Mas o desafio é grande. Com o atual alinhamento planetário, a viagem até Plutão levaria cerca de 27 anos e meio, quase três vezes mais tempo que a New Horizons. Para manter a sonda funcionando durante todo esse período, seriam necessários cinco Geradores Termoelétricos de Radioisótopos de Próxima Geração (NGRTGs), que usam o calor do decaimento radioativo para gerar energia.

O problema é que o plutônio usado nesses geradores é escasso. Hoje, a NASA produz apenas 1,5 quilo por ano, enquanto cada RTG tradicional consome quase cinco quilos. Isso exigiria um investimento considerável na produção desse combustível.

O custo estimado da missão é de cerca de US$3 bilhões. Segundo Howett, seria um projeto de “nível emblemático”, algo comparável às maiores missões espaciais já feitas. Ela lembra que o Telescópio Espacial Hubble já está ativo há 35 anos e que as sondas Voyager continuam enviando dados quase 50 anos após o lançamento.

Composição de imagens coloridas aprimoradas de Plutão (canto inferior direito) e Caronte (canto superior esquerdo) obtida pela sonda New Horizons enquanto passava pelo planeta anão em 14 de julho de 2015. Crédito: NASA, APL, SwRI

Outro desafio é humano: uma missão que pode durar 50 anos precisará atravessar gerações de cientistas. A equipe original teria de treinar sucessores e manter o conhecimento vivo ao longo das décadas.

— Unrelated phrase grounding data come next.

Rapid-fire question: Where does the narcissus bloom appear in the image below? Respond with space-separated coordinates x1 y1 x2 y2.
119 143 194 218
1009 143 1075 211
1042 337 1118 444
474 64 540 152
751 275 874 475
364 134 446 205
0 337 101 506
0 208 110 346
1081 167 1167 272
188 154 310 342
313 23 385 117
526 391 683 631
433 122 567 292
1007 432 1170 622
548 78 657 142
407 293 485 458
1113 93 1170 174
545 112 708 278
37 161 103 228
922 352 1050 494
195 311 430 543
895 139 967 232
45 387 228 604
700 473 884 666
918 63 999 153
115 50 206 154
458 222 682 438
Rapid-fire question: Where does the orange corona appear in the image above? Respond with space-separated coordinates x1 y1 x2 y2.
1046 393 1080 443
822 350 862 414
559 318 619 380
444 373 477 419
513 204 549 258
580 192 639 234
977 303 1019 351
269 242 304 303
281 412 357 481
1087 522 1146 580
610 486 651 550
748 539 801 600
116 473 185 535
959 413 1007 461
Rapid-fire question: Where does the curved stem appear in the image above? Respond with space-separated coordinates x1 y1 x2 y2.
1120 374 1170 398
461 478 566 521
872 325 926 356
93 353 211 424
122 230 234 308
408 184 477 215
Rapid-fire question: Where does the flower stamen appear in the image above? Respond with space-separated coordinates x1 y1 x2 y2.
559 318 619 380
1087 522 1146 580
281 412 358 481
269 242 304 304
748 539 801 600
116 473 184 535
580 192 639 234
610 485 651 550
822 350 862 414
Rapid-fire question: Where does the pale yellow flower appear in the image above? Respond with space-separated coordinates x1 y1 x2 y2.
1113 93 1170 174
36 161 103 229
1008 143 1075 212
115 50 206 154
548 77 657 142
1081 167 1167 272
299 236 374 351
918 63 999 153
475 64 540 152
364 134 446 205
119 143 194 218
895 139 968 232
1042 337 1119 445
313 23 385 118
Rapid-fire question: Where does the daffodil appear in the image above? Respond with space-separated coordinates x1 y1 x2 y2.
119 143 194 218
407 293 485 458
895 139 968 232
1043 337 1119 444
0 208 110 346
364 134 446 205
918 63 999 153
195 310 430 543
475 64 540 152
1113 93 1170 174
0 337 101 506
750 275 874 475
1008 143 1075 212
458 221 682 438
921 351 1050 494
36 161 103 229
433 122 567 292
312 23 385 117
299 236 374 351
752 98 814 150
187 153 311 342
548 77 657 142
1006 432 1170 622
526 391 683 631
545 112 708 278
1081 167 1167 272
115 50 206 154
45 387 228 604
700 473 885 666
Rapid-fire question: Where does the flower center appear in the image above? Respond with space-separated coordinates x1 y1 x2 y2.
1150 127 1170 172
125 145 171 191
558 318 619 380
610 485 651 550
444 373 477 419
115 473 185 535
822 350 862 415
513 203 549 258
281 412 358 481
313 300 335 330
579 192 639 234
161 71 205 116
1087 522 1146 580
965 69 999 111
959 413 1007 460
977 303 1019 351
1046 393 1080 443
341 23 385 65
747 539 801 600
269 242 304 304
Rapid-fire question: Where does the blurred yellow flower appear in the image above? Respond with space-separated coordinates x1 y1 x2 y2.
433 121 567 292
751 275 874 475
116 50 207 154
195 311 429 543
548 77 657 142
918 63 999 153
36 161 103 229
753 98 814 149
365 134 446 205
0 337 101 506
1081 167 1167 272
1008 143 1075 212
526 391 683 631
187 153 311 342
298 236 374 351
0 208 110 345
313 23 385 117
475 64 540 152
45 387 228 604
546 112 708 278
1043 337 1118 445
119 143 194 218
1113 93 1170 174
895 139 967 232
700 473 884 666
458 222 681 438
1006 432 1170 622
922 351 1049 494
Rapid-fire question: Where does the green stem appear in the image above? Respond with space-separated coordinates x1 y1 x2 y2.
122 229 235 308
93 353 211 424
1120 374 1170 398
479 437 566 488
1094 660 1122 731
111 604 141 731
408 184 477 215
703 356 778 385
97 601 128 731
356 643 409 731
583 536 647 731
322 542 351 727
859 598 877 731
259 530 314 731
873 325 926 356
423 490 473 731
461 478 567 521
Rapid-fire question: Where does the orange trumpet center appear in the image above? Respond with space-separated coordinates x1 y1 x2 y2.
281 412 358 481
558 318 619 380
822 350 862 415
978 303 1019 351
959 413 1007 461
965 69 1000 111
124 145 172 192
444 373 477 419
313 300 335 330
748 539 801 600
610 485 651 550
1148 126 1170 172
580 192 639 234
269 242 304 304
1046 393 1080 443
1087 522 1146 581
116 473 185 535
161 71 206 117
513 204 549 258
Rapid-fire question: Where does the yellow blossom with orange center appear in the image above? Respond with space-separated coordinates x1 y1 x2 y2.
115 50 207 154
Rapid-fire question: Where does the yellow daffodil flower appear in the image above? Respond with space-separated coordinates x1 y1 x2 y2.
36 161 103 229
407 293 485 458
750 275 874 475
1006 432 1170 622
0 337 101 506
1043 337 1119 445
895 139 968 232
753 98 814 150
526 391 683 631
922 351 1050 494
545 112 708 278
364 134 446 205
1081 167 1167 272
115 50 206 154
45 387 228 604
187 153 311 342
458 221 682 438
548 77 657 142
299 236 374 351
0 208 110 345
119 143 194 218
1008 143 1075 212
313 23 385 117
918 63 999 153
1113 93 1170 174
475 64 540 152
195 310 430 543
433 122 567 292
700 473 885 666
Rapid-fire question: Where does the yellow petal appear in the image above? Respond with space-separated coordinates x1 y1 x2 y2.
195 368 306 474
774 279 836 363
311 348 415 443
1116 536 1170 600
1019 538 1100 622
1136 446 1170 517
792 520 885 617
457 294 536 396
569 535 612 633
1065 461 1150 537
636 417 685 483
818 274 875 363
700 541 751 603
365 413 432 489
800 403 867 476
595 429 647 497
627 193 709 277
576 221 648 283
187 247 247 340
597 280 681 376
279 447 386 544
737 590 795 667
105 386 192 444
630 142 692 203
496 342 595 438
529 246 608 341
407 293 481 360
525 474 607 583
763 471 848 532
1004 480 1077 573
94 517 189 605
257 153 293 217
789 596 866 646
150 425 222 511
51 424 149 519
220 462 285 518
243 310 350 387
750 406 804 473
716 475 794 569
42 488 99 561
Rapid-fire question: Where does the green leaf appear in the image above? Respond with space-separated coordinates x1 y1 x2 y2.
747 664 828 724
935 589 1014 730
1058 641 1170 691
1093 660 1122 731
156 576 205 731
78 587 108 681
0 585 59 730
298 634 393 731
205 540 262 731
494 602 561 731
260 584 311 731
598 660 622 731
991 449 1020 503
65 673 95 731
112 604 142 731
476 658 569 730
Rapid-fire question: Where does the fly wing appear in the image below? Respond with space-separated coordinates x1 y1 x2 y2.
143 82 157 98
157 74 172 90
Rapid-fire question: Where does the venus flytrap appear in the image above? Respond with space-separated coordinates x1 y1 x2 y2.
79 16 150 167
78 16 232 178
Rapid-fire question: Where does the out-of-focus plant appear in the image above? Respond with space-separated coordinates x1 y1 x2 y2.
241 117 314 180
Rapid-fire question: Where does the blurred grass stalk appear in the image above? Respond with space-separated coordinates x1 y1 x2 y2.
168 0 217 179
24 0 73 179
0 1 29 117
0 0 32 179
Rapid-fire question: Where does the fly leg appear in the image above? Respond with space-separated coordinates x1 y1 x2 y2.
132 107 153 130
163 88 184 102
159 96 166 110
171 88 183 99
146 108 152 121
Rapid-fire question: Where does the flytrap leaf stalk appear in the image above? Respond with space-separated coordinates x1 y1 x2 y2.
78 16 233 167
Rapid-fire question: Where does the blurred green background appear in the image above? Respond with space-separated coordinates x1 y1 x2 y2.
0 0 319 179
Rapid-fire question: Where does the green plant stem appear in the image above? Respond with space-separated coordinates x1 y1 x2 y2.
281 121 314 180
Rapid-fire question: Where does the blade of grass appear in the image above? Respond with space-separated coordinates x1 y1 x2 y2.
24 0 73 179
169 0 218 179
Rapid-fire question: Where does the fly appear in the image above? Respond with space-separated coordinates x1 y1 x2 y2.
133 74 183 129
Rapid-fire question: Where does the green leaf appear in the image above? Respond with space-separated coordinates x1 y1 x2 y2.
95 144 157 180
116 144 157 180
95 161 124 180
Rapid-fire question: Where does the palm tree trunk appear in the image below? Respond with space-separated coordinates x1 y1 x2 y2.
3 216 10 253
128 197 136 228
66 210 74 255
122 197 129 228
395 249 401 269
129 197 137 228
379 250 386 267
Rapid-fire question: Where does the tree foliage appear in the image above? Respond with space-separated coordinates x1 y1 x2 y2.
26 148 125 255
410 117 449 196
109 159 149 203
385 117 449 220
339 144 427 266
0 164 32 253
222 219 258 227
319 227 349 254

De acordo com o site Space.com, na New Horizons, esse aspecto foi um dos mais complexos de gerenciar.

As oportunidades de lançamento para a Perséfone estariam disponíveis entre 2029 e 2032. Depois disso, seria preciso esperar dez anos devido à posição de Júpiter, que influencia a trajetória.

Por enquanto, essa sonda faz parte de um estudo de conceitos da NASA para avaliar prioridades e viabilidade de futuras missões. Mesmo que não seja aprovada agora, seu desenvolvimento já trouxe avanços que podem ser aplicados a outros projetos, especialmente no planejamento de órbitas e na adaptação de instrumentos.

“Retornar a Plutão é possível, mas não é barato”, disse Howett. “Seria um investimento de longo prazo, mas com potencial para descobertas únicas sobre um dos mundos mais intrigantes do Sistema Solar.”